Le Daily décliné en électrique
Sur un marché des VUL (3,5 à 7,49 t) qui a immatriculé 90 812 unités (– 17,6 %), le volume de véhicules propulsés par des carburants verts s’est élevé à 2 739 exemplaires, soit une part de 3 % (contre 1,6 % en 2020 et 0,8 % en 2019). Iveco y revendique une part de 30,8 % (+ 5,8 points) avec son Daily GNV. Le constructeur a facturé 17 604 unités de son fourgon en 2022 (– 4 %), dont 1 006 exemplaires en version roulant au gaz (+ 40 %).
En septembre 2022, il a dévoilé à l’occasion du Salon IAA d’Hanovre la version 100 % électrique de son Daily (e-Daily). Le constructeur a d’ailleurs profité de l’évènement allemand pour signer un partenariat avec la société Petit Forestier, portant sur 2 000 commandes en Europe.
Des VUL électriques pour la distribution urbaine
Le constructeur italien rapporte que ce sont principalement les carrosseries de fourgons, dévolus aux missions de distribution urbaine légère, qui roulent le plus avec des motorisations alternatives. « La transition énergétique est beaucoup plus en avance sur le segment des véhicules lourds de plus de 7,5 t que sur celui des véhicules légers.
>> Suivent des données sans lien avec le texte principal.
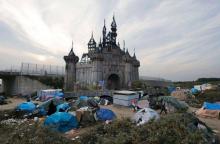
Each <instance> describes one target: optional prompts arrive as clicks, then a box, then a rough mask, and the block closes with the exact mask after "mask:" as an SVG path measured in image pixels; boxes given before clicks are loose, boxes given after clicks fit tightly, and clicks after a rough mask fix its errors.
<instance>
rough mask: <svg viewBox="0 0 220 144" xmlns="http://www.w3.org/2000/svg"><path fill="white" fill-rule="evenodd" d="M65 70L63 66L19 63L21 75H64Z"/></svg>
mask: <svg viewBox="0 0 220 144" xmlns="http://www.w3.org/2000/svg"><path fill="white" fill-rule="evenodd" d="M64 73H65V70H64V67H63V66H56V65H43V64H31V63H22V64H21V74H22V75H60V76H62V75H64Z"/></svg>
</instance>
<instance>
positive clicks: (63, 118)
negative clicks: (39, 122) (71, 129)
mask: <svg viewBox="0 0 220 144" xmlns="http://www.w3.org/2000/svg"><path fill="white" fill-rule="evenodd" d="M44 125H45V126H48V127H49V128H51V129H53V130H56V131H59V132H62V133H65V132H67V131H69V130H71V129H74V128H78V121H77V119H76V117H75V116H73V115H71V114H69V113H67V112H56V113H54V114H52V115H51V116H49V117H47V118H46V119H45V121H44Z"/></svg>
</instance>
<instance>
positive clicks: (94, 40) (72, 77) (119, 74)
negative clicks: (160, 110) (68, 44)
mask: <svg viewBox="0 0 220 144" xmlns="http://www.w3.org/2000/svg"><path fill="white" fill-rule="evenodd" d="M116 38H117V25H116V21H115V18H114V16H113V21H112V23H111V31H109V32H108V33H107V31H106V26H105V21H104V26H103V29H102V39H101V38H100V42H99V43H98V44H97V43H96V41H95V39H94V38H93V34H92V36H91V38H90V40H89V42H88V53H84V54H83V55H82V58H81V60H80V61H79V57H78V56H76V55H75V53H74V52H73V46H72V49H71V50H70V52H69V54H68V55H67V56H64V60H65V62H66V72H65V78H64V87H65V90H73V88H74V83H75V82H79V83H81V84H100V83H101V85H104V86H105V88H107V89H120V88H125V87H128V86H129V85H130V84H131V82H132V81H135V80H138V79H139V72H138V68H139V66H140V62H139V61H138V60H137V58H136V56H135V53H134V55H133V56H131V55H130V54H129V52H128V49H127V50H125V46H123V49H121V47H120V44H119V42H118V43H117V40H116ZM124 45H125V44H124Z"/></svg>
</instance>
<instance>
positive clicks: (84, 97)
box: [79, 96, 89, 100]
mask: <svg viewBox="0 0 220 144" xmlns="http://www.w3.org/2000/svg"><path fill="white" fill-rule="evenodd" d="M88 99H89V98H88V97H87V96H80V97H79V100H88Z"/></svg>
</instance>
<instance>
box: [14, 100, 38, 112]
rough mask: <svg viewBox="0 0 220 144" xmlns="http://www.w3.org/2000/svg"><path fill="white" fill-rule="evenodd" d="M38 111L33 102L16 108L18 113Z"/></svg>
mask: <svg viewBox="0 0 220 144" xmlns="http://www.w3.org/2000/svg"><path fill="white" fill-rule="evenodd" d="M35 109H36V106H35V104H34V103H32V102H23V103H21V104H19V105H18V106H17V108H16V110H17V111H26V112H30V113H31V112H33V111H34V110H35Z"/></svg>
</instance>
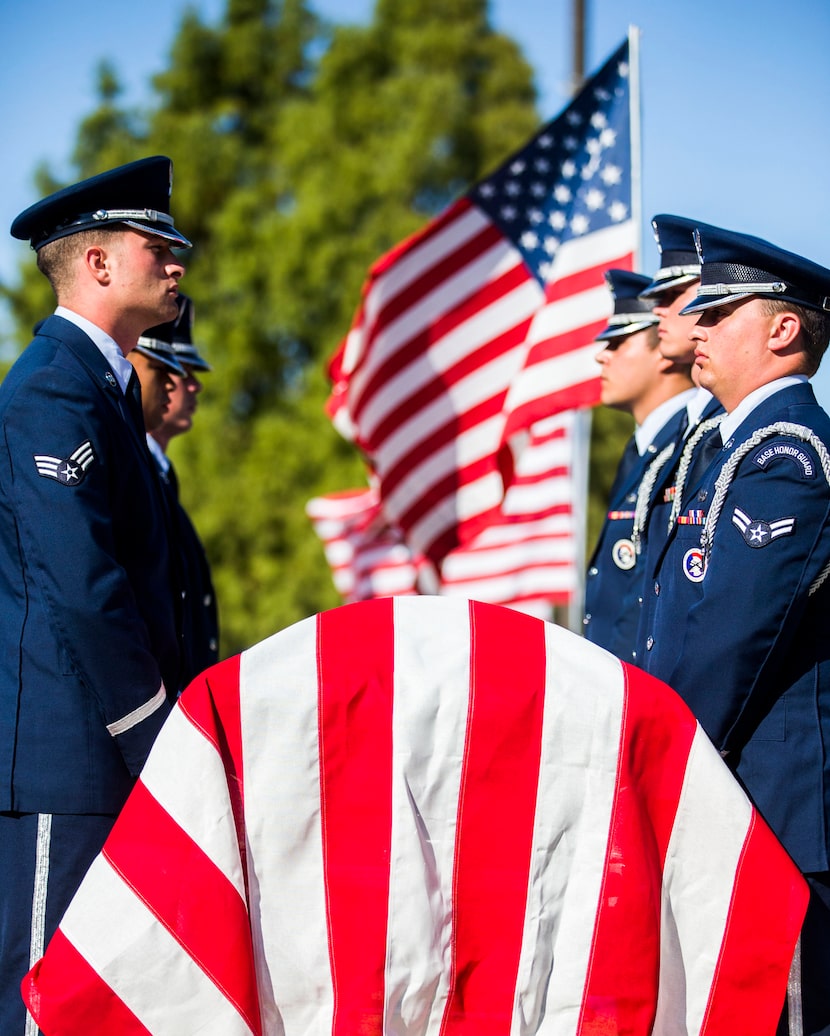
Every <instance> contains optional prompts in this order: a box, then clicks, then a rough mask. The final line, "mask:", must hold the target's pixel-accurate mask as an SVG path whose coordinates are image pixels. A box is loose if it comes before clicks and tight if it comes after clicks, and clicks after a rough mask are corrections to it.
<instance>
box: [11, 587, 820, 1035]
mask: <svg viewBox="0 0 830 1036" xmlns="http://www.w3.org/2000/svg"><path fill="white" fill-rule="evenodd" d="M519 659H520V660H521V662H520V664H518V665H517V660H519ZM805 901H806V892H805V885H804V882H803V880H802V879H801V876H800V875H799V874H798V872H797V870H796V869H795V867H794V865H793V864H792V862H791V861H790V859H789V857H786V855H785V854H784V853H783V851H782V848H781V847H780V845H779V843H778V842H777V841H776V840H775V838H774V837H773V836H772V834H771V833H770V831H769V829H768V828H767V827H766V826H765V824H764V823H763V822H762V821H761V819H760V817H759V816H757V815H756V813H755V812H754V810H753V809H752V807H751V806H750V804H749V802H748V801H747V799H746V798H745V796H744V794H743V792H742V790H741V789H740V787H739V786H738V784H737V782H736V781H735V780H734V778H733V777H732V775H731V774H729V772H728V771H727V770H726V768H725V766H724V764H723V762H722V761H721V759H720V757H719V756H718V754H717V753H716V752H715V751H714V749H713V748H712V746H711V744H710V743H709V742H708V740H707V739H706V737H705V736H704V735H703V732H702V730H700V728H699V727H698V726H697V725H696V723H695V722H694V720H693V719H692V717H691V715H690V714H689V712H688V710H687V709H686V707H685V706H684V704H683V703H682V702H681V700H680V699H679V698H678V697H677V696H676V695H675V694H674V692H671V691H670V690H668V689H667V688H666V687H665V686H664V685H662V684H660V683H659V682H657V681H655V680H654V679H653V678H651V677H649V675H648V674H646V673H645V672H641V671H640V670H638V669H635V668H633V667H629V666H627V665H625V664H624V663H622V662H620V661H619V660H617V659H614V658H612V657H611V656H610V655H608V654H607V653H605V652H603V651H602V650H600V649H598V647H596V645H594V644H591V643H589V642H586V641H584V640H582V639H580V638H578V637H576V636H575V635H573V634H571V633H569V632H568V631H566V630H564V629H561V628H559V627H555V626H553V625H551V624H546V623H543V622H542V621H540V620H537V618H534V617H531V616H528V615H524V614H520V613H519V612H516V611H512V610H511V609H507V608H500V607H497V606H494V605H484V604H475V603H469V602H466V601H463V600H460V599H451V598H439V597H434V598H429V597H403V598H395V599H387V600H379V601H368V602H362V603H359V604H352V605H346V606H344V607H341V608H337V609H334V610H333V611H330V612H324V613H321V614H319V615H317V616H313V617H311V618H309V620H307V621H305V622H302V623H299V624H297V625H296V626H293V627H290V628H289V629H287V630H285V631H282V632H280V633H278V634H277V635H275V636H274V637H271V638H269V639H268V640H265V641H263V642H262V643H260V644H258V645H256V646H254V647H252V649H251V650H249V651H247V652H245V653H244V654H242V655H241V656H240V657H238V658H235V659H231V660H229V661H226V662H223V663H221V664H220V665H218V666H214V667H212V668H211V669H208V670H206V671H205V672H204V673H203V674H202V675H201V677H199V678H198V679H197V681H196V682H195V683H194V684H193V685H192V686H191V687H190V688H189V689H188V690H187V691H185V693H184V694H183V696H182V697H181V698H180V700H179V702H178V704H177V707H176V709H175V711H174V712H173V714H172V716H171V718H170V720H169V721H168V722H167V724H166V725H165V727H164V729H163V730H162V732H161V735H160V738H159V741H158V742H156V745H155V747H154V748H153V751H152V753H151V755H150V757H149V760H148V762H147V766H146V768H145V770H144V772H143V774H142V776H141V778H140V781H139V783H138V785H137V787H136V789H135V792H134V794H133V796H132V797H131V799H130V800H128V802H127V804H126V806H125V808H124V810H123V812H122V814H121V815H120V817H119V819H118V822H117V824H116V826H115V828H114V830H113V832H112V835H111V837H110V839H109V840H108V842H107V843H106V845H105V847H104V851H103V852H102V854H101V856H99V857H98V858H97V860H96V861H95V862H94V863H93V865H92V867H91V868H90V870H89V872H88V874H87V876H86V879H85V881H84V883H83V885H82V886H81V889H80V890H79V892H78V894H77V896H76V897H75V899H74V900H73V903H71V904H70V906H69V909H68V911H67V913H66V915H65V916H64V918H63V920H62V923H61V925H60V928H59V929H58V932H57V933H56V936H55V937H54V939H53V941H52V942H51V943H50V945H49V947H48V948H47V952H46V954H45V956H44V958H42V959H41V960H40V961H39V962H38V963H37V965H36V966H35V967H34V969H33V970H32V972H31V973H30V974H29V976H27V978H26V979H25V980H24V984H23V991H24V997H25V999H26V1001H27V1003H28V1004H29V1005H30V1010H31V1011H32V1013H33V1014H34V1016H35V1018H36V1019H37V1021H38V1024H39V1025H40V1027H41V1028H42V1030H44V1032H45V1033H46V1034H47V1036H62V1034H69V1033H71V1034H77V1033H79V1032H83V1033H85V1034H93V1036H94V1034H97V1033H102V1034H103V1033H112V1032H118V1033H119V1034H126V1036H132V1034H146V1033H151V1034H153V1036H168V1034H169V1036H187V1034H192V1033H193V1034H195V1033H199V1034H200V1036H201V1034H222V1036H236V1034H239V1036H242V1034H252V1033H253V1034H275V1036H276V1034H285V1036H310V1034H315V1036H316V1034H323V1033H325V1034H330V1033H331V1034H337V1036H355V1034H378V1036H379V1034H381V1033H382V1034H401V1036H427V1034H436V1036H437V1034H438V1033H441V1034H448V1036H449V1034H453V1033H465V1034H476V1036H482V1034H484V1036H488V1034H492V1036H495V1034H506V1036H507V1034H515V1036H519V1034H536V1033H538V1034H551V1036H554V1034H555V1036H566V1034H596V1036H599V1034H605V1033H618V1034H631V1036H636V1034H642V1036H646V1034H650V1033H655V1034H672V1036H675V1034H685V1033H709V1034H713V1036H714V1034H722V1033H729V1034H732V1036H737V1034H744V1033H745V1034H752V1036H763V1034H765V1033H770V1034H772V1033H773V1032H774V1030H775V1023H776V1019H777V1017H778V1012H779V1010H780V1008H781V1006H782V1003H783V1000H784V991H785V987H786V976H788V970H789V966H790V960H791V958H792V955H793V951H794V947H795V945H796V940H797V936H798V931H799V928H800V924H801V920H802V916H803V912H804V909H805Z"/></svg>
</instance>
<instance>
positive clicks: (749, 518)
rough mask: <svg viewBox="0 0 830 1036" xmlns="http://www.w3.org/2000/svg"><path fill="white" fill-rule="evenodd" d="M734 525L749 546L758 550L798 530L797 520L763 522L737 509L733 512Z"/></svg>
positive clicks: (789, 518)
mask: <svg viewBox="0 0 830 1036" xmlns="http://www.w3.org/2000/svg"><path fill="white" fill-rule="evenodd" d="M732 523H733V525H735V527H736V528H737V529H738V531H739V533H740V534H741V536H742V537H743V538H744V542H745V543H746V544H747V546H749V547H752V548H753V549H754V550H757V549H759V548H760V547H766V546H767V544H769V543H772V541H773V540H777V539H778V537H779V536H792V535H793V533H795V530H796V519H795V518H777V519H776V520H775V521H762V520H761V519H756V518H750V517H749V515H748V514H747V513H746V512H745V511H741V509H740V508H736V509H735V511H733V515H732Z"/></svg>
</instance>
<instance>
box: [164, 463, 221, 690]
mask: <svg viewBox="0 0 830 1036" xmlns="http://www.w3.org/2000/svg"><path fill="white" fill-rule="evenodd" d="M159 474H160V478H161V480H162V485H163V487H164V490H165V493H166V495H167V501H168V505H169V508H170V512H171V514H172V515H173V516H174V520H175V522H176V533H177V545H178V550H179V552H180V560H181V570H182V572H181V574H182V581H183V592H182V602H181V603H182V615H181V622H182V652H183V667H184V668H183V675H182V683H183V685H184V686H187V685H188V684H189V683H190V682H191V681H192V680H193V679H194V678H195V677H198V675H199V673H200V672H202V671H203V670H204V669H206V668H207V667H208V666H210V665H214V664H216V663H217V662H218V661H219V614H218V609H217V596H216V591H214V589H213V580H212V577H211V575H210V565H209V563H208V560H207V555H206V553H205V550H204V547H203V546H202V541H201V540H200V539H199V534H198V533H197V531H196V528H195V527H194V524H193V522H192V521H191V519H190V515H189V514H188V512H187V511H185V510H184V508H183V507H182V506H181V502H180V500H179V495H178V479H177V477H176V471H175V468H174V467H173V465H172V464H170V465H169V467H168V468H167V470H166V471H162V470H161V469H160V472H159Z"/></svg>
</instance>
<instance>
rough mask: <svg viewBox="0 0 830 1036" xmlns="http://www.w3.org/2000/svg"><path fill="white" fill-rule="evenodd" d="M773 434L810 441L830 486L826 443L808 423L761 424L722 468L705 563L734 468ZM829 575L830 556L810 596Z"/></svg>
mask: <svg viewBox="0 0 830 1036" xmlns="http://www.w3.org/2000/svg"><path fill="white" fill-rule="evenodd" d="M773 435H790V436H791V437H792V438H795V439H801V441H802V442H807V443H809V445H811V447H812V449H813V450H814V451H815V453H817V454H818V456H819V461H820V463H821V465H822V471H823V472H824V477H825V479H826V481H827V484H828V486H830V453H828V451H827V447H826V445H825V444H824V442H822V440H821V439H820V438H819V436H818V435H815V433H814V432H812V431H811V430H810V429H809V428H807V427H806V426H805V425H795V424H793V423H792V422H790V421H777V422H776V423H775V424H774V425H767V426H766V428H759V429H757V430H756V431H755V432H753V433H752V435H750V436H749V438H748V439H747V440H746V441H745V442H742V443H741V445H740V447H738V449H737V450H736V451H735V452H734V453H733V454H732V456H731V457H729V459H728V460H727V461H726V463H725V464H724V465H723V467H722V468H721V469H720V473H719V474H718V477H717V479H716V481H715V495H714V496H713V498H712V506H711V507H710V509H709V513H708V514H707V517H706V526H705V527H704V530H703V533H702V534H700V547H702V549H703V551H704V564H705V565H706V564H708V562H709V555H710V554H711V552H712V541H713V540H714V538H715V528H716V526H717V522H718V518H719V517H720V512H721V511H722V510H723V500H724V498H725V496H726V490H727V489H728V488H729V485H731V483H732V480H733V479H734V478H735V471H736V469H737V467H738V465H739V464H740V463H741V461H742V460H743V459H744V457H745V456H746V455H747V454H748V453H750V451H752V450H754V449H755V447H759V445H761V443H762V442H763V441H764V439H769V438H771V437H772V436H773ZM829 576H830V559H828V562H827V564H826V565H825V567H824V569H823V570H822V571H821V572H820V573H819V575H818V577H817V578H815V579H814V580H813V582H812V583H811V584H810V588H809V591H808V592H807V593H808V596H811V595H812V594H814V593H815V591H818V589H819V587H820V586H822V584H823V583H825V582H826V581H827V579H828V577H829Z"/></svg>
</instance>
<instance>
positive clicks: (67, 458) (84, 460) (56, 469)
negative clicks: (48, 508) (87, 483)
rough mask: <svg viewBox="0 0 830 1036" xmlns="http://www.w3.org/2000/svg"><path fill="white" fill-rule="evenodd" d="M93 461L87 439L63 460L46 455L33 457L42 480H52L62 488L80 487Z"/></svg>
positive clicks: (90, 446) (42, 455) (60, 457)
mask: <svg viewBox="0 0 830 1036" xmlns="http://www.w3.org/2000/svg"><path fill="white" fill-rule="evenodd" d="M94 459H95V454H94V452H93V450H92V443H91V442H90V441H89V439H87V440H86V441H85V442H82V443H81V445H80V447H78V449H77V450H75V451H74V452H73V453H71V454H70V455H69V456H68V457H67V458H65V459H63V458H61V457H49V456H47V455H46V454H35V455H34V463H35V466H36V467H37V473H38V474H39V476H41V477H42V478H44V479H54V480H55V481H56V482H60V483H62V484H63V485H64V486H80V485H81V483H82V482H83V481H84V478H85V476H86V469H87V468H88V467H89V465H90V464H91V463H92V461H93V460H94Z"/></svg>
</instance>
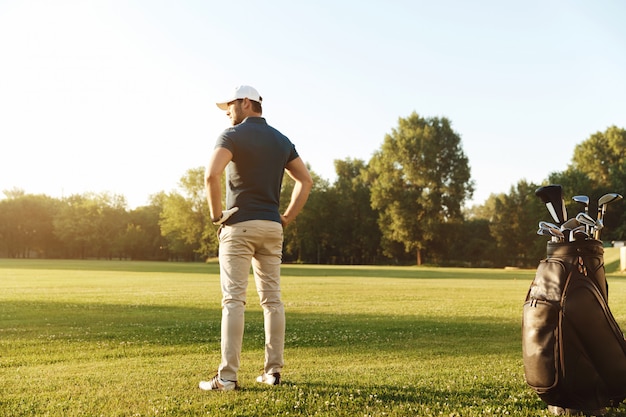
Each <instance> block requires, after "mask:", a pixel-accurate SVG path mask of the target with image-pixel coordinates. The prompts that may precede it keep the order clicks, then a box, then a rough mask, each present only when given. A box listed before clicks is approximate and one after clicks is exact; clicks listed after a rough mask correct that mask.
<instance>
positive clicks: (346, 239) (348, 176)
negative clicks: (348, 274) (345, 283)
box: [328, 158, 381, 264]
mask: <svg viewBox="0 0 626 417" xmlns="http://www.w3.org/2000/svg"><path fill="white" fill-rule="evenodd" d="M366 171H367V166H366V165H365V163H364V162H363V161H361V160H353V159H350V158H348V159H346V160H343V161H340V160H336V161H335V172H336V173H337V180H336V181H335V183H334V184H333V189H332V192H333V194H334V195H335V197H334V198H335V199H336V202H337V210H336V212H335V213H334V215H332V217H331V219H328V220H333V221H334V224H333V230H335V234H334V236H335V239H334V247H335V249H334V252H335V253H336V261H337V263H342V264H369V263H374V262H375V261H376V260H377V259H378V256H379V247H380V239H381V236H380V229H379V227H378V224H377V222H376V220H377V213H376V211H375V210H374V209H373V208H372V207H371V202H370V200H371V192H370V186H369V184H368V183H367V175H366Z"/></svg>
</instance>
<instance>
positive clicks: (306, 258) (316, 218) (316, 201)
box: [279, 168, 336, 263]
mask: <svg viewBox="0 0 626 417" xmlns="http://www.w3.org/2000/svg"><path fill="white" fill-rule="evenodd" d="M309 171H310V173H311V177H312V178H313V188H312V189H311V193H310V194H309V198H308V200H307V202H306V205H305V206H304V209H303V210H302V211H301V212H300V214H299V215H298V217H297V218H296V220H295V221H294V222H293V223H291V224H290V225H289V226H287V227H286V228H285V230H284V243H283V246H284V251H283V259H285V260H293V261H296V262H309V263H328V262H329V261H330V257H331V256H332V249H331V248H332V242H333V238H334V237H335V234H334V231H333V226H332V224H329V221H330V222H332V220H331V219H332V216H333V214H334V213H336V209H335V204H336V200H334V199H332V198H329V195H328V193H329V192H330V188H329V184H328V181H326V180H324V179H322V178H321V177H319V176H318V175H317V174H316V173H315V172H313V171H312V170H310V168H309ZM294 184H295V183H294V181H293V180H292V179H291V178H290V177H289V176H287V175H286V176H285V178H284V180H283V187H282V189H281V192H280V207H279V210H280V212H281V213H282V212H284V211H285V209H286V208H287V206H288V204H289V201H290V199H291V193H292V191H293V187H294Z"/></svg>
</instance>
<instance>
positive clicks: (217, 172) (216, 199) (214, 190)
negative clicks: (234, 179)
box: [204, 147, 233, 222]
mask: <svg viewBox="0 0 626 417" xmlns="http://www.w3.org/2000/svg"><path fill="white" fill-rule="evenodd" d="M232 159H233V154H232V152H230V151H229V150H228V149H226V148H221V147H219V148H215V150H214V151H213V153H212V154H211V159H210V160H209V164H208V165H207V167H206V171H205V173H204V185H205V187H206V194H207V201H208V203H209V212H210V213H211V221H212V222H216V221H218V220H219V219H220V218H221V217H222V211H223V207H222V174H223V173H224V169H225V168H226V165H228V163H229V162H230V161H231V160H232Z"/></svg>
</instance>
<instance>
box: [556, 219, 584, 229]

Elle a démarré plus tôt et elle ne se fait pas avec les mêmes énergies pour l’instant, note Clément Chandon. Le gros changement intervenu en 2022 concerne la hausse significative des véhicules B100 exclusifs [biocarburant], éligibles à la vignette Crit’Air 1. Cette énergie se développe presque exclusivement en France en raison d’un cadre réglementaire et fiscal favorable. »
Les énergies alternatives pèsent 6 % du marché des camions
Sur ce marché des poids lourds (7,5 à 44 t), le diesel a représenté une part de 93,9 % des immatriculations en 2022 (96,4 % en 2020 et 97,3 % en 2019). Les énergies alternatives y ont pesé un volume de 2 591 unités (+ 44 %), soit une part de 6,1 % (42 660 immatriculations au total en 2022). Parmi elles, le GNV reste le plus plébiscité, avec une part de 4 % l’an passé. « Sur ce segment, le rythme actuel nous amènerait à sortir du diesel en 2043 », informe Clément Chandon. D'après les données d’Iveco, les profils des clients et les utilisations diffèrent selon les énergies.
Ainsi, les camions électriques sont carrossés pour la plupart en fourgons et bennes à ordures ménagères, quand le mix des véhicules roulant au gaz est surtout orienté sur les tracteurs (49 %). Les premières livraisons du camions Nikola Tre BEV, un tracteur électrique à batterie conçu sur la base de l’Iveco s-Way, auront lieu au deuxième trimestre 2023.